- GNU Pascal logo
- Original authors: Jukka Virtanen, Peter Gerwinski, Frank Heckenbach, Waldek Hebisch
- Initial release: Provides no regular releases.
- Final release: 2.1 / 4 September 2007; 18 years ago
- Written in: C (compiler), C and Pascal (runtime)
- Operating system: Cross-platform
- Type: Compiler
- License: GPL
- Website: www.gnu-pascal.de
- Repository: github.com/hebisch/gpc ;

= GNU Pascal =

Compiler for the Pascal programming language

GNU Pascal (GPC) is a Pascal compiler composed of a frontend to GNU Compiler Collection (GCC), similar to the way Fortran and other languages were added to GCC. GNU Pascal is ISO 7185 compatible, and it implements most of the ISO 10206 Extended Pascal standard.

The major advantage of piggybacking GNU Pascal on the GCC compiler is that it is instantly portable to any platform the GCC compiler supports. However, since GPC is an out of tree frontend, it does have to adapt if major changes are done to GCC (like a major new version). Typically, new major versions are adopted only slowly (still mostly at 3.x, with 4.x experimental builds). This is probably one of the reasons why developers are looking at a C targeting backend.

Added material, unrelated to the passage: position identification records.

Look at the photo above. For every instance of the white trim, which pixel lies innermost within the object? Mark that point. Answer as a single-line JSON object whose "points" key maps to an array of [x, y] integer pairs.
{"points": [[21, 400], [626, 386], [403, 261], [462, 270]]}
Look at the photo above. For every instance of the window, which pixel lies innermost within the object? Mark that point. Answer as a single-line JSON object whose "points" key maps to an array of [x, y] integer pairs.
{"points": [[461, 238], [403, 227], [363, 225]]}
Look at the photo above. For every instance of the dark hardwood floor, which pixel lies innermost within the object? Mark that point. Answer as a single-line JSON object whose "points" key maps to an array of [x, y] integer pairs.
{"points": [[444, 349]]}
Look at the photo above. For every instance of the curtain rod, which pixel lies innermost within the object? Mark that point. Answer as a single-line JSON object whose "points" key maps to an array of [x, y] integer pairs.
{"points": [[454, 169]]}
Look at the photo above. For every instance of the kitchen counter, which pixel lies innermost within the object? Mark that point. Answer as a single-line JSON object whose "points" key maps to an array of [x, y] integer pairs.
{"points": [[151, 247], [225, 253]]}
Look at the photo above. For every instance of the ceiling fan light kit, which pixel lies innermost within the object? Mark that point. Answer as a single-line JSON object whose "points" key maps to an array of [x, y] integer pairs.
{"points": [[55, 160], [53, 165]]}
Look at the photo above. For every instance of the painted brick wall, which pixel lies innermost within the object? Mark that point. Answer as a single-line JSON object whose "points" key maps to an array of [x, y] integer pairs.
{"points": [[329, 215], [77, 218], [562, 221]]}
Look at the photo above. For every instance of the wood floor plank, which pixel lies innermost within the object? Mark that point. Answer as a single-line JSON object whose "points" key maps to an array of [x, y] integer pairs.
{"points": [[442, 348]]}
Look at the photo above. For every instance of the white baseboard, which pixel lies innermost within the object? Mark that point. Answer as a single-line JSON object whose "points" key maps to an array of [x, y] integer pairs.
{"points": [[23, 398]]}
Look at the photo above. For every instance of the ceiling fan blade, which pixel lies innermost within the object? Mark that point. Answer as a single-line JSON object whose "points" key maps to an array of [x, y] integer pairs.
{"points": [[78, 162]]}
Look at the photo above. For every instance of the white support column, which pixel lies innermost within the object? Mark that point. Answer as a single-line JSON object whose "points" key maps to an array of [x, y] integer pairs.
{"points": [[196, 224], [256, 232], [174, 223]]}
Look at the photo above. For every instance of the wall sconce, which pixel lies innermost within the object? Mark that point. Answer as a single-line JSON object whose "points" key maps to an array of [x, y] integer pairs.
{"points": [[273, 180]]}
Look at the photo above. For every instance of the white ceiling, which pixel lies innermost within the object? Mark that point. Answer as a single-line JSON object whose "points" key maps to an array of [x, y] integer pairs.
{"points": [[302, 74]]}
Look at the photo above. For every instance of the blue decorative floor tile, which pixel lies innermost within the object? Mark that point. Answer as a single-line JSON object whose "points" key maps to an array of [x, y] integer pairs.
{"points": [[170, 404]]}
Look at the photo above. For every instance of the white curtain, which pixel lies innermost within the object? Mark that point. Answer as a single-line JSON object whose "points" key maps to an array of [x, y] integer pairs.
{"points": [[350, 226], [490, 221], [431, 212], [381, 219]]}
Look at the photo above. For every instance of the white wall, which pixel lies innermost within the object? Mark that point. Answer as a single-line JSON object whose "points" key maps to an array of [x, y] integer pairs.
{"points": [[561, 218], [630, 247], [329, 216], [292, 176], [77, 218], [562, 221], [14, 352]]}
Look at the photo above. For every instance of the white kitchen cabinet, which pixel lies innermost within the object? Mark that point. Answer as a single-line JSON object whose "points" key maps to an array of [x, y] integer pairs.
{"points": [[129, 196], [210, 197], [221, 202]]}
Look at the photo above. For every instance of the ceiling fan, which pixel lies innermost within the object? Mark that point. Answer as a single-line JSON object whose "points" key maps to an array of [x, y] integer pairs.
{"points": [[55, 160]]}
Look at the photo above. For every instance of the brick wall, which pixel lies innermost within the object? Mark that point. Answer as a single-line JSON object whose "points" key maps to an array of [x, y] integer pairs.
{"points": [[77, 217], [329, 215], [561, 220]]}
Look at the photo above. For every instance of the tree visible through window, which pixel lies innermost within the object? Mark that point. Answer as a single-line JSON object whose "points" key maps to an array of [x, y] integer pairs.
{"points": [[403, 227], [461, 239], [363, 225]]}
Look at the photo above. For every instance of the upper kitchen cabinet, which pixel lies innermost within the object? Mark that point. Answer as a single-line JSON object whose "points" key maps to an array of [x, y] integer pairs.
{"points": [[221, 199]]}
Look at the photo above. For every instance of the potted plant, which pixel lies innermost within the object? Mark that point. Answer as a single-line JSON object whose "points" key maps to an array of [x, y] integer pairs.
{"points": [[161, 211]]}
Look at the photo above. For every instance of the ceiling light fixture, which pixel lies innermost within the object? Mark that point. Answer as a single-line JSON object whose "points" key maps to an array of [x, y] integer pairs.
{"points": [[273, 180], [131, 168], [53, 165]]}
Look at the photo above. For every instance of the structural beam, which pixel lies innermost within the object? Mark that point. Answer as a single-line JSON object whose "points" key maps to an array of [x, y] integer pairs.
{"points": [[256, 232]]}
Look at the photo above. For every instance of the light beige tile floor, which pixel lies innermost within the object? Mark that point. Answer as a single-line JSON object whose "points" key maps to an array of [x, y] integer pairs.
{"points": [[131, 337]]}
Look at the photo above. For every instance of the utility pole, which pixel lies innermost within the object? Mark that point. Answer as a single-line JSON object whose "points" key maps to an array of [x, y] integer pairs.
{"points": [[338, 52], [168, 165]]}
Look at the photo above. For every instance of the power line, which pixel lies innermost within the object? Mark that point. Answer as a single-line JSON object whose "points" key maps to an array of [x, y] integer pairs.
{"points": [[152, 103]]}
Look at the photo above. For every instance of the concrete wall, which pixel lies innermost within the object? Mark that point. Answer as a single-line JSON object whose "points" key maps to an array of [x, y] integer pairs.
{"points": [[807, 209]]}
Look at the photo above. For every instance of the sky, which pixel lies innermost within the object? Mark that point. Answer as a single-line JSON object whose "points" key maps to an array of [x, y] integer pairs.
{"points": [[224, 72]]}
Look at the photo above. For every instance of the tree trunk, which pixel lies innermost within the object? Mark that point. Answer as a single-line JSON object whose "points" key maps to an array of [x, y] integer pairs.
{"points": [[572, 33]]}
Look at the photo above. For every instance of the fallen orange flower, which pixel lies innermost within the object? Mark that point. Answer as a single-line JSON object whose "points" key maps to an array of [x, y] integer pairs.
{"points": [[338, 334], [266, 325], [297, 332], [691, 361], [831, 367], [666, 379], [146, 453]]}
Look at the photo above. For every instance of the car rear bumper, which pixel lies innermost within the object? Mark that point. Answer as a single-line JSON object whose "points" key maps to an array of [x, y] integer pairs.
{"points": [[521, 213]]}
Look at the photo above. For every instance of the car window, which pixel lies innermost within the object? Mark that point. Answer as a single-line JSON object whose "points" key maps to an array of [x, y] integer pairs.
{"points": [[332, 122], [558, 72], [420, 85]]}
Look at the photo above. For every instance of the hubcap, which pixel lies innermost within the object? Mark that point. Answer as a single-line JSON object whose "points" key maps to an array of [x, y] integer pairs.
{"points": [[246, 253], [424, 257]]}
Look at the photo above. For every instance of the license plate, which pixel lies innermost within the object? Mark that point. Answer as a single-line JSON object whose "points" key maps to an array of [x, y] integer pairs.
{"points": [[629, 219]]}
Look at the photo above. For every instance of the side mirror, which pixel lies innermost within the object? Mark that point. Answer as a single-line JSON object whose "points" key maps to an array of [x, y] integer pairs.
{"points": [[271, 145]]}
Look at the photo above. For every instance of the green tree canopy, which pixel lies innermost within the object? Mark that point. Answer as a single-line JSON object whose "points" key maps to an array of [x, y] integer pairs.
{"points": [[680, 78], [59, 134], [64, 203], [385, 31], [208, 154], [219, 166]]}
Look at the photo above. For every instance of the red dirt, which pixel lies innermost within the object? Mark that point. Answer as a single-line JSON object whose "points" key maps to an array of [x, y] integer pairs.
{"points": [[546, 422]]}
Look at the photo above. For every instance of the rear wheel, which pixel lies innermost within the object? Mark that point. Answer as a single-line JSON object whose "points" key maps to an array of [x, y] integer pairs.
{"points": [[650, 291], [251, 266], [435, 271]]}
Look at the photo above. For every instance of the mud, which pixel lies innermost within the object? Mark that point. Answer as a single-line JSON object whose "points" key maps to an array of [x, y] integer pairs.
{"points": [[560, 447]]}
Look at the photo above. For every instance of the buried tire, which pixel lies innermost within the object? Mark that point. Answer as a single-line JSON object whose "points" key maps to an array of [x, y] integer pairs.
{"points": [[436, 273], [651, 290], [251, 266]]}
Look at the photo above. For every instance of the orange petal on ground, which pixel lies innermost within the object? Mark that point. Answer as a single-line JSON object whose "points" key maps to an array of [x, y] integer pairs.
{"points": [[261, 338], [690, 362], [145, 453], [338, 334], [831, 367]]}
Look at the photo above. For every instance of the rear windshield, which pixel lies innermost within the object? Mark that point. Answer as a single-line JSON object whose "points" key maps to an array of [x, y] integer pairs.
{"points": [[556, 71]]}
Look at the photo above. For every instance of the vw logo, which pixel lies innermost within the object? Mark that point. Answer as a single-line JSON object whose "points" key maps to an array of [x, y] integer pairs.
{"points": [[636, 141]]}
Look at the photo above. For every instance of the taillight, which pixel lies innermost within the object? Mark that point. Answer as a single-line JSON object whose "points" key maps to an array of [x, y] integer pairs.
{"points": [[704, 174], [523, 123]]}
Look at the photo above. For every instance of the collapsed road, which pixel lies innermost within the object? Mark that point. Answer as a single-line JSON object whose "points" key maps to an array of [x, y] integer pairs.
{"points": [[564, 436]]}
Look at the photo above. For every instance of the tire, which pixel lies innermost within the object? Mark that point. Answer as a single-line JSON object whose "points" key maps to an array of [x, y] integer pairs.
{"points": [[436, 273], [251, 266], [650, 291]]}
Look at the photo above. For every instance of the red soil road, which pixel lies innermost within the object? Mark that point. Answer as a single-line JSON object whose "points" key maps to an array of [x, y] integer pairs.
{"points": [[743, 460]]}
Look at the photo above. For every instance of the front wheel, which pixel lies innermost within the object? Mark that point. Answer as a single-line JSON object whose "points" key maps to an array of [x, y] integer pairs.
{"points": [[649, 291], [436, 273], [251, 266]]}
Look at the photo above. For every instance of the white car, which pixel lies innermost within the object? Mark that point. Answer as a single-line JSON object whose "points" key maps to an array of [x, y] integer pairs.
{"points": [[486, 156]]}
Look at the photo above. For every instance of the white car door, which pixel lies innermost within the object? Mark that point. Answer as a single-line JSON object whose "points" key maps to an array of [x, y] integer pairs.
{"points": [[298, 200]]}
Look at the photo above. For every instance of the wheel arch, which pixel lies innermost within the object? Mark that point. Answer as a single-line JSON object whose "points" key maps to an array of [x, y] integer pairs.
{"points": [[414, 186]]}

In July 2010 a developer publicly asked opinion (it vanished from the web between July 2014 and June 2015) on the future of GNU Pascal, due to developer shortage and maintenance issues as a GCC port. There was a lively discussion on the maillist where the developers seemed to lean towards reimplementing in C++ with a C code generating backend. The maillist went to sleep again, and As of September 2025 no further releases or announcements about the future course of the project have been made. The last mailing list message of any kind was in 2021.

Dev-Pascal is a graphical IDE that supports GNU Pascal.